O otimismo está relacionado ao impacto que o período costuma ter sobre o fluxo de consumidores. Para 49% dos empresários, as férias de julho são importantes ou muito importantes para o desempenho do negócio. Entre os principais motivos apontados estão o aumento da chegada de turistas e visitantes (49%) e as mudanças na rotina das famílias durante o recesso escolar (43%).
No entanto, o efeito das férias não é uniforme. Em cidades menos turísticas, parte dos bares e restaurantes tende a registrar redução no movimento, o que explica por que 28% dos empresários considera que o período tem pouca ou nenhuma importância para o faturamento.
Para Daniel Teixeira, presidente da Abrasel-MT, os dados mostram que o empresário mato-grossense está otimista para este mês de julho, ainda que nosso estado tenha mais gente saindo do que entrando neste período, o mês das férias escolares tende a ter um aumento no fluxo de consumidores, criando um cenário favorável para bares e restaurantes. “A expectativa é de um movimento mais intenso, especialmente para os estabelecimentos que investirem em experiências e atendimento de qualidade para atrair famílias e grupos de amigos”, destaca ele.
“Julho redistribui o consumo pelo país. Enquanto algumas cidades sentem a queda no movimento porque parte da população viaja, destinos turísticos vivem um dos períodos mais intensos do ano. Cidades associadas ao inverno, como Gramado, Campos do Jordão e Monte Verde, recebem mais visitantes e transformam essa sazonalidade em uma oportunidade para reforçar o caixa e compensar os meses de menor movimento”, afirma Paulo Solmucci, presidente-executivo da Abrasel.
Copa do Mundo e turismo reforçam cenário favorável
Além das férias escolares, o setor também tem sido beneficiado pela Copa do Mundo, que vem movimentando especialmente os bares nos dias de jogo.

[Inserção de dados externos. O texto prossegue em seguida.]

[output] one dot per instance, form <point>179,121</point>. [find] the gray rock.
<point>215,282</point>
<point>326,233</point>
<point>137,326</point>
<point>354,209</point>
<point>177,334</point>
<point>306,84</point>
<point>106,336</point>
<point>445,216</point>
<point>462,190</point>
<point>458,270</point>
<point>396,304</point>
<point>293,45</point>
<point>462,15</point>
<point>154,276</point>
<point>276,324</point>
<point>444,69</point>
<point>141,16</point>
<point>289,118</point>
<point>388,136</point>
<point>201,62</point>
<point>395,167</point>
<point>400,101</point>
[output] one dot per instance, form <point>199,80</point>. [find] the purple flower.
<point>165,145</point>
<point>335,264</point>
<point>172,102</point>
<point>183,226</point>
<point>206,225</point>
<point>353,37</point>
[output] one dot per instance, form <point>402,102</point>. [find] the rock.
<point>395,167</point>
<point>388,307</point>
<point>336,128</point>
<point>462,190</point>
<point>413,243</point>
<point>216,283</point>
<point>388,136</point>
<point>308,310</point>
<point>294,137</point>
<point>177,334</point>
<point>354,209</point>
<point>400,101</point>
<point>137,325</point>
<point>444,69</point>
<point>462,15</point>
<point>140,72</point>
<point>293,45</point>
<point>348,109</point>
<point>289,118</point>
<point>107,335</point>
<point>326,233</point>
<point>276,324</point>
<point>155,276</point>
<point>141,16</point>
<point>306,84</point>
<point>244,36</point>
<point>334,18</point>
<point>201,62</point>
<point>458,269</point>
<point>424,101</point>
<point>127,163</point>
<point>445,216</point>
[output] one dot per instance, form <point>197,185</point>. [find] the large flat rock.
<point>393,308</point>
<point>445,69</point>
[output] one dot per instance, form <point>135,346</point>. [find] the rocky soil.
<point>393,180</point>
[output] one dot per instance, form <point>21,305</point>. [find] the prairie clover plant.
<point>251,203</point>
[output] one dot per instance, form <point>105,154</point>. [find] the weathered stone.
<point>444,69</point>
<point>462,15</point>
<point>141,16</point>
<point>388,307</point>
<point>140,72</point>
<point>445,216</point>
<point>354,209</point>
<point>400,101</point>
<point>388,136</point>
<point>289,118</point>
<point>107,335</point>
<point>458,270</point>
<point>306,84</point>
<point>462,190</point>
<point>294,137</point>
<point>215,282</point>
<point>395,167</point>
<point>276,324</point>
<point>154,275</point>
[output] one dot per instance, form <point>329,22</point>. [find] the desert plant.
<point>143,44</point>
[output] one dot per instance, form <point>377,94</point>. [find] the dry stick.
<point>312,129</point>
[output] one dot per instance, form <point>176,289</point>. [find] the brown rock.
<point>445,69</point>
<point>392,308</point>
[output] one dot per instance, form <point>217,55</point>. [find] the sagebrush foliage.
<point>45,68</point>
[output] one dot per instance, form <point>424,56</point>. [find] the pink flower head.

Os bons resultados da seleção brasileira aumentam a expectativa do público e devem ajudar a manter os estabelecimentos mais cheios em julho.
Outro fator positivo é o bom momento do turismo internacional. Entre janeiro e maio, os turistas estrangeiros gastaram R$ 25 bilhões no Brasil, valor recorde para o período e 11% superior ao registrado nos cinco primeiros meses de 2025, segundo dados do Ministério do Turismo.
“A Copa sempre muda o clima do país, e a expectativa é de que o Brasil faça uma grande campanha, chegue à final e conquiste o hexa para completar a festa. Somada às férias de julho e ao aumento do fluxo de turistas, a competição deve seguir enchendo as mesas, reunindo as torcidas e impulsionando o movimento nos negócios”, destaca Solmucci.
Maio registra desempenho positivo
A pesquisa da Abrasel mostrou ainda que os empresários encerraram maio com indicadores favoráveis. O mês terminou com 39% das empresas operando no lucro. Outras 41% registraram equilíbrio financeiro, enquanto 19% tiveram prejuízo. Na comparação com abril, quase metade dos estabelecimentos (47%) informou crescimento no faturamento. Para 27%, a receita permaneceu estável, enquanto 25% registraram queda. 1% das empresas não existiam em maio.
“Maio costuma ser um mês muito importante para bares e restaurantes porque conta com o Dia das Mães, uma das datas mais fortes do calendário do setor. O fato de quase metade das empresas ter conseguido ampliar o faturamento em relação a abril mostra resiliência e capacidade de adaptação em um ambiente ainda marcado por margens apertadas, custos elevados e forte pressão sobre o caixa”, afirma Solmucci.
Os dados do estudo mostram que apenas 8% dos empresários conseguiram reajustar os preços acima da inflação nos últimos 12 meses. Outros 57% reajustaram conforme ou abaixo da inflação, enquanto 35% não conseguiram fazer qualquer reajuste.
A pressão sobre o caixa também aparece na inadimplência. De acordo com o levantamento, 37% dos estabelecimentos possuem algum pagamento em atraso. Entre eles, os principais débitos são impostos federais, mencionados por 75% dos empresários, seguidos pelos tributos estaduais, citados por 44%.